Les mécanismes de la contrainte vaccinale
par Françoise Joët
Une tribune libre de Françoise Joët, présidente d´honneur de l´Association Liberté Information Santé (Alis). Elle s´élève contre les innombrables pressions qui s´exercent sur les enfants non vaccinés et leurs parents, en bafouant souvent leurs droits élémentaires. Image IPB
« Il me semble urgent que l’opinion publique prenne conscience des excès qui sont journellement commis au nom de la santé publique par certains partisans trop zélés d’une pratique discutable. [… ] Quand le fonctionnaire zélé imagine un règlement à la mesure de ses désirs, quand il use de l’autorité que lui confère sa position de serviteur de l’Etat pour le faire appliquer, il est grand temps que l’opinion publique s’émeuve. », c’est en ces termes que Fernand Delarue commençait son livre « Les nouveaux Parias » (1971). Plus de 40 ans après, ses paroles demeurent d’actualité.
Aujourd’hui, comme naguère, des enfants non vaccinés sont victimes de pressions intolérables de la part de médecins, d’infirmières, d’assistantes sociales, de la PMI, des directeurs d’établissements, des maires ; et les adultes, dans certaines professions, subissent les mêmes pressions de la part du médecin du travail et de leur employeur ; des voyageurs peuvent se voir refuser le départ s’ils refusent les vaccins exigés abusivement…
On bafoue les certificats de contre-indication, on impose des vaccins non obligatoires, on exige des rappels non prévus par la loi, on empêche les enfants de pratiquer un sport, de partir en classes transplantées, on leur interdit l’entrée de la piscine ou le travail pratique en atelier, on déclenche des mesures d’assistance éducative à mineur en danger après avoir privé les parents de leur autorité parentale, on envoie des lettres comminatoires pour faire trembler les parents, on persécute les médecins qui établissent des certificats de contre-indication, on procède au lynchage ou au boycott de chercheurs dérangeants, etc.

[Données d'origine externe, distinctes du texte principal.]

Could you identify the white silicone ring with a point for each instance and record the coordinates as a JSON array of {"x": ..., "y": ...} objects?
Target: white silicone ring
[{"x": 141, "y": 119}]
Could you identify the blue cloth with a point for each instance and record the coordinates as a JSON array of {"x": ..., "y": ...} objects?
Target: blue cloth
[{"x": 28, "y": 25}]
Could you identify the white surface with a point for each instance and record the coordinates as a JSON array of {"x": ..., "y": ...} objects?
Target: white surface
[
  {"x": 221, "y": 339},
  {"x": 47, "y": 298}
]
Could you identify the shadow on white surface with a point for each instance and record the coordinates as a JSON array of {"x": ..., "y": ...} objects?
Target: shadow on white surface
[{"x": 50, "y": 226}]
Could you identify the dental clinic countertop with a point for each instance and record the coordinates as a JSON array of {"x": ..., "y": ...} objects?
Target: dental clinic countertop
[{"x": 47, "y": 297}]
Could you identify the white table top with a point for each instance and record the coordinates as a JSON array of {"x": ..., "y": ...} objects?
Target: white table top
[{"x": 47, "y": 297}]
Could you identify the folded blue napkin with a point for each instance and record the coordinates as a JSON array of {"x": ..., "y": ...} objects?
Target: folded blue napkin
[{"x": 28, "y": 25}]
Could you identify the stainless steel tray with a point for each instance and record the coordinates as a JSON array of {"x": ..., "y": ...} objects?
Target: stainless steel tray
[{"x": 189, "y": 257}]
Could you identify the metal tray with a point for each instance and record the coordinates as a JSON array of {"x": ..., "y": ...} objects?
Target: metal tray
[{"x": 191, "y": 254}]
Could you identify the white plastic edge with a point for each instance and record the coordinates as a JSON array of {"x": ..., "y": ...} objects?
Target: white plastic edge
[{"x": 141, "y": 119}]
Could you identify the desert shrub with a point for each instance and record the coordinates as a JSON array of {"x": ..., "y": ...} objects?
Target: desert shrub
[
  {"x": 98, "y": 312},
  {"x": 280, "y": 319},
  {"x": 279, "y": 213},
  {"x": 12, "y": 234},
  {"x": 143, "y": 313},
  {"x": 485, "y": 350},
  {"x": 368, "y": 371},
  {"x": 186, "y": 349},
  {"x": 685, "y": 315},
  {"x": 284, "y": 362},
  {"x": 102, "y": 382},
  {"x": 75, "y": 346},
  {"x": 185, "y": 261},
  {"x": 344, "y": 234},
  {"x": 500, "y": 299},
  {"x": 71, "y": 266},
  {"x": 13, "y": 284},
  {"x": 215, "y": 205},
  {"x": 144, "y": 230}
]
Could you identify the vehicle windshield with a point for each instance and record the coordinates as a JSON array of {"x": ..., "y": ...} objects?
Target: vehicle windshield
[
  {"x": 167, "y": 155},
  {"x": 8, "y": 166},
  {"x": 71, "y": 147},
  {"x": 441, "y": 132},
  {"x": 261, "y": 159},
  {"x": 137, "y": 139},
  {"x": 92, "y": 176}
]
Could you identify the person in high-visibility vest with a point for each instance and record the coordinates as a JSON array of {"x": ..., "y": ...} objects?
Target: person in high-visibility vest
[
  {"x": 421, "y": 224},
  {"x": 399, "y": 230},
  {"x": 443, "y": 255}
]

Face à un tel acharnement, beaucoup s’inclinent devant l’arbitraire et se font vacciner. La plupart des parents préfèrent s’exécuter, subir et se taire, en croisant les doigts pour que leurs enfants ne subissent aucun dommage.
Evictions scolaires
Ajoutons que l’éviction scolaire pour défaut de vaccination est en contradiction formelle avec les lois organiques concernant l’instruction à laquelle ont droit tous les enfants. Un enfant ne peut pas être exclu de l’école parce que l’opinion de ses parents n’a pas l’heur de plaire à tel ou tel fonctionnaire. Si un enfant en bonne santé présente un certificat de contre-indication aux vaccinations ou éventuellement un certificat de non-contagiosité, aucune autorité n’a le droit de l’exclure de l’école. Il ne s’agit pas d’évoquer après coup « l’intérêt » des autres élèves, il s’agit simplement de constater qu’aucune loi n’oblige à subir ce que l’administration se pique d’imposer. Si celle-ci forge sa propre loi, elle se met dans l’illégalité, mais il est vrai qu’elle a pour elle LA FORCE !

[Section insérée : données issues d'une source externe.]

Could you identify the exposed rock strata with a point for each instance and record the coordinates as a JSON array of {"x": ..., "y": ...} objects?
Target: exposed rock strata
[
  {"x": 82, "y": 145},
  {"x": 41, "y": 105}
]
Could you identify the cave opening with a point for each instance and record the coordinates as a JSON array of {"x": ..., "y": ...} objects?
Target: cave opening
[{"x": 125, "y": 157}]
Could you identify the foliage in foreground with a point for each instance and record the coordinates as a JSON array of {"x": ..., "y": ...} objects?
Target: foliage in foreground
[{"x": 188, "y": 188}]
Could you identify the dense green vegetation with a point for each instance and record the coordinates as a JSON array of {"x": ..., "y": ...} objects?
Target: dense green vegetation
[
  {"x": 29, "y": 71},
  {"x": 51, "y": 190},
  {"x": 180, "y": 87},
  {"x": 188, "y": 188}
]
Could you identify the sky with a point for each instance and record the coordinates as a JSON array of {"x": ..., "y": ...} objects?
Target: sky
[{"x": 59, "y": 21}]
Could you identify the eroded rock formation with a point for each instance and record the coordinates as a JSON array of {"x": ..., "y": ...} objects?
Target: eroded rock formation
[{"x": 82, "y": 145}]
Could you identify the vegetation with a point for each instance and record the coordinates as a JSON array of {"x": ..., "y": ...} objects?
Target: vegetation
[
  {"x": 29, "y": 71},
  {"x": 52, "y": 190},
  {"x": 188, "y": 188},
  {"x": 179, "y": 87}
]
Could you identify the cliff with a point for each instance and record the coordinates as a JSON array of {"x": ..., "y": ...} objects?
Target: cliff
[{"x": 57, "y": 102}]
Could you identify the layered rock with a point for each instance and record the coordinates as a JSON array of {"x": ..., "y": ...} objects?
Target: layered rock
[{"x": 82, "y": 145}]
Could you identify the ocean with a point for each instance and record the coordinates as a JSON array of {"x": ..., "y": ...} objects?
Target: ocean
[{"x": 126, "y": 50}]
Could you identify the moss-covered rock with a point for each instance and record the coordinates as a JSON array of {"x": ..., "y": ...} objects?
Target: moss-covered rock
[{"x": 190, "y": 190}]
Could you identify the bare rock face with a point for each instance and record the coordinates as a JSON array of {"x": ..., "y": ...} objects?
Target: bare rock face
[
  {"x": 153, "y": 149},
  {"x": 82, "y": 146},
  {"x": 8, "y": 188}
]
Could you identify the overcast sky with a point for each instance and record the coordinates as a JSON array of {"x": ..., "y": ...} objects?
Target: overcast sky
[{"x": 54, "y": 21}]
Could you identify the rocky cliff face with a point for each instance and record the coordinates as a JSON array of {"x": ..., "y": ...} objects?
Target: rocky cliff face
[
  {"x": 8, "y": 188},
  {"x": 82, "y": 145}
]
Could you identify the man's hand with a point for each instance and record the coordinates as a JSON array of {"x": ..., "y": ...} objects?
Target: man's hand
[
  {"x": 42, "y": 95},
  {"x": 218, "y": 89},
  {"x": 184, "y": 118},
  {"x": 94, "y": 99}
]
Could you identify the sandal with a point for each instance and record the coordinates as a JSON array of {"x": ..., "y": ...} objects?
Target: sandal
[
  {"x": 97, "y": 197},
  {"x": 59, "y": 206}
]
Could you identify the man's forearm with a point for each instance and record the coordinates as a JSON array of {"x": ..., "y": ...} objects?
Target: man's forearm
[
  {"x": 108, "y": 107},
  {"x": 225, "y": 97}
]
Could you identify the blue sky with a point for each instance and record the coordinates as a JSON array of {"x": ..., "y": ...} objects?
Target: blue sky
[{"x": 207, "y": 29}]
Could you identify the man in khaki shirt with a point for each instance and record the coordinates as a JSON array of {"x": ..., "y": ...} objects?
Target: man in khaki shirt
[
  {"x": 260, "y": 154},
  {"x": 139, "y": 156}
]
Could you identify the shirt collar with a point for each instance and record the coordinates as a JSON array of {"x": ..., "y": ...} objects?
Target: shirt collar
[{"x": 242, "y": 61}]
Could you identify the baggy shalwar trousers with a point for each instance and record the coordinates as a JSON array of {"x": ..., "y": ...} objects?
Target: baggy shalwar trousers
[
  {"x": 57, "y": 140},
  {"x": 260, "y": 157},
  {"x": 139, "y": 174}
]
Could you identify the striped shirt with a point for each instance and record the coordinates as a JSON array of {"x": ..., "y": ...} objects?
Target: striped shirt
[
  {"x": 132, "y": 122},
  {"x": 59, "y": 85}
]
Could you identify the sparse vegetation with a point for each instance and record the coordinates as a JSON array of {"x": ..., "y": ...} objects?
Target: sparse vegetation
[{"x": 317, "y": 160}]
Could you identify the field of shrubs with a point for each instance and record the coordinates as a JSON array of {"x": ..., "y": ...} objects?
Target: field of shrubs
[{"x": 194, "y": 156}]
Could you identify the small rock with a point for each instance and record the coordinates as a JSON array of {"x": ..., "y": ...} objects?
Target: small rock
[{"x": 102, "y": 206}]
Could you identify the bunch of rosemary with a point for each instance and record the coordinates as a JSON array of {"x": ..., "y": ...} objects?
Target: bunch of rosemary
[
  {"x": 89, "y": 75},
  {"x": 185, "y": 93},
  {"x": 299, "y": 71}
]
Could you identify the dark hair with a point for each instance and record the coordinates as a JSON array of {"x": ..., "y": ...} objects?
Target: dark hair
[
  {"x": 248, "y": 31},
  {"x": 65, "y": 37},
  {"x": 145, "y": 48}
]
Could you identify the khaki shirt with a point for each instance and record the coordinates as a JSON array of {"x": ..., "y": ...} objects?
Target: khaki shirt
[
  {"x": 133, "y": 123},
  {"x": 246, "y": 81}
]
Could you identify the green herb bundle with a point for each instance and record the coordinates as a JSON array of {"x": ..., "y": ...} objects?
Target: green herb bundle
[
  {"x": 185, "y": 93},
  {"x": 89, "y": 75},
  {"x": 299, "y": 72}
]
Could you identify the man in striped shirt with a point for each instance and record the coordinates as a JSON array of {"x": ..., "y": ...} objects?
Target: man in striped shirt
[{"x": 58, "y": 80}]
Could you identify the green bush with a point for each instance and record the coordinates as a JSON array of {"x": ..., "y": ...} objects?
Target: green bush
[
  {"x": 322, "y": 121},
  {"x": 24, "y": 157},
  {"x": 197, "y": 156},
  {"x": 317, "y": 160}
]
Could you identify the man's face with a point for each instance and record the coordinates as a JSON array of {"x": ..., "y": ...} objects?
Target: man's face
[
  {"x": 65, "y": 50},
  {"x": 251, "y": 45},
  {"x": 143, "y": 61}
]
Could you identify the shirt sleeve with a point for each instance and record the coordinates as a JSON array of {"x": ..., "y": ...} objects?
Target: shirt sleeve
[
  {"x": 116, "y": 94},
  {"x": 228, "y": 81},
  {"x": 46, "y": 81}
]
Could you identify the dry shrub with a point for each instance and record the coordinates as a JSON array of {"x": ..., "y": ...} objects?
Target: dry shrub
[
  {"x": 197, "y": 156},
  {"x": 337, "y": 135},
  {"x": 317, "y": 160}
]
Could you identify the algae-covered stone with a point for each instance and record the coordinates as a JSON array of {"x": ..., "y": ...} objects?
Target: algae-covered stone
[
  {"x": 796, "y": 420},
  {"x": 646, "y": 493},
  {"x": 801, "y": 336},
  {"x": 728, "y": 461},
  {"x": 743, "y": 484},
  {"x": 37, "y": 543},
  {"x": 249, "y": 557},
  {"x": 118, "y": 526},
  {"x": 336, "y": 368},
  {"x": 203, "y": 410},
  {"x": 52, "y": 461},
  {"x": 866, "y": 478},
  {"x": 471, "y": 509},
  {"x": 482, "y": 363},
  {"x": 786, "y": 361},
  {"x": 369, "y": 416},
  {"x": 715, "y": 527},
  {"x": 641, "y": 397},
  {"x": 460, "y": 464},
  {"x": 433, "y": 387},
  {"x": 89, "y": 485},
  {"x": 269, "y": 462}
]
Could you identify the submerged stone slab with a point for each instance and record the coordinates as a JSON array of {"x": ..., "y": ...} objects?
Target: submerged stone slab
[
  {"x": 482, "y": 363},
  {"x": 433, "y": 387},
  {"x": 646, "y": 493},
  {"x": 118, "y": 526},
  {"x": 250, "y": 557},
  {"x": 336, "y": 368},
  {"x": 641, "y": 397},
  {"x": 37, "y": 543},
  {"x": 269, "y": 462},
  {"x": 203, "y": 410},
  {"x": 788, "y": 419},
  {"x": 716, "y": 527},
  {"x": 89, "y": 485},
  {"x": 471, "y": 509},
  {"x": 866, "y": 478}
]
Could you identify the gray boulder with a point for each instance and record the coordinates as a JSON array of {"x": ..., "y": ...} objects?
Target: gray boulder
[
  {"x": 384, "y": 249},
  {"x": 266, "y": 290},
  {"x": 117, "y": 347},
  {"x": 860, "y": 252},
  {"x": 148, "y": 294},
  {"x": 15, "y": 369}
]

Comment faire dans une situation de discrimination aussi inadmissible ? Difficile d’être un héros qui lève l’épée pour se battre lorsque nos enfants sont pris en otage dans une collectivité, lorsque c’est notre gagne-pain qui est en jeu avec chantage à l’emploi, lorsque nous tremblons pour notre vie, prisonniers des protocoles de soins de l’hôpital ? On comprend que les parents baissent les bras, car tant de fois on leur a répété que c’est aux vaccinations qu’on doit la disparition des maladies et des épidémies, qu’il suffit dans une société de quelques individus non vaccinés pour rompre la barrière d’immunité et donner aux microbes le champ libre pour se reproduire, compromettant ainsi la protection des masses vaccinées (voyez la logique !) Tant de fois on leur a dit que le vaccin était un geste anodin, sans risque et parfaitement protecteur…
Cependant, même si les parents sont excusables, c’est bien la mollesse de leur réaction qui favorise le développement des abus et leur impunité. Ne réagissant pas ouvertement et fermement aux exigences abusives de l’administration, ils laissent s’installer des zones de non-droit contribuant au renforcement des contraintes vaccinales sans fondement légal. Ce que les parents doivent avoir en tout premier lieu c’est une parfaite connaissance des lois et de leurs droits. En second lieu, il leur faut les faire respecter et ne pas rester dans la passivité.
L’obligation vaccinale n’a pas de justification
Nous avons trop tendance, submergés que nous sommes par l’évolution des techniques, à oublier que les droits de l’homme sur son propre corps se trouvent placés, dans notre civilisation, au sommet de la hiérarchie des valeurs. La responsabilité de l’individu face à sa santé ou à la maladie, les choix qu’il doit faire dans la conduite de sa vie relèvent de lui-même et non de l’Etat.
Le vieux principe fondamental du droit civil : « Noli me tangere » (ne me touchez pas) est foulé au pied dès lors qu’une vaccination devient obligatoire, car elle constitue une atteinte caractérisée à la liberté physique la plus élémentaire. Bien plus, le principe même de la méthode vaccinale, déclencher une maladie bénigne pour préserver d’une maladie infectieuse aiguë, est en contradiction formelle avec « le droit de tout individu de protéger sa propre santé par les moyens qui lui semblent les mieux appropriés » [1].
En outre, le fait de ne pas se faire vacciner n’implique pas un danger pour le reste de la société. Par conséquent ce fait doit prévaloir et doit garantir la sauvegarde de la liberté individuelle face à la vaccination.
Dirigisme médical et impérialisme sanitaire
Lorsque les défenseurs de l’obligation vaccinale se réfèrent au « droit à la santé » tel que défini par l’OMS [Oganisation mondiale de la santé], ils font un glissement de sens en donnant à cette expression valeur d’obligation, conférant à l’Etat le pouvoir d’imposer aux citoyens des contraintes abusives sous le prétexte de préserver la santé publique. Les vaccinations, comme mesures sociales d’importance collective, illustrent ce qui progressivement s’est mis en place, à savoir, un « dirigisme médical » et un « impérialisme sanitaire ». En officialisant une seule médecine, largement influencée par les intérêts économiques de l’industrie pharmaceutique, et en donnant aux vaccinations valeur de dogme imposé par la loi, l’Etat commet une faute et déroge à ses devoirs.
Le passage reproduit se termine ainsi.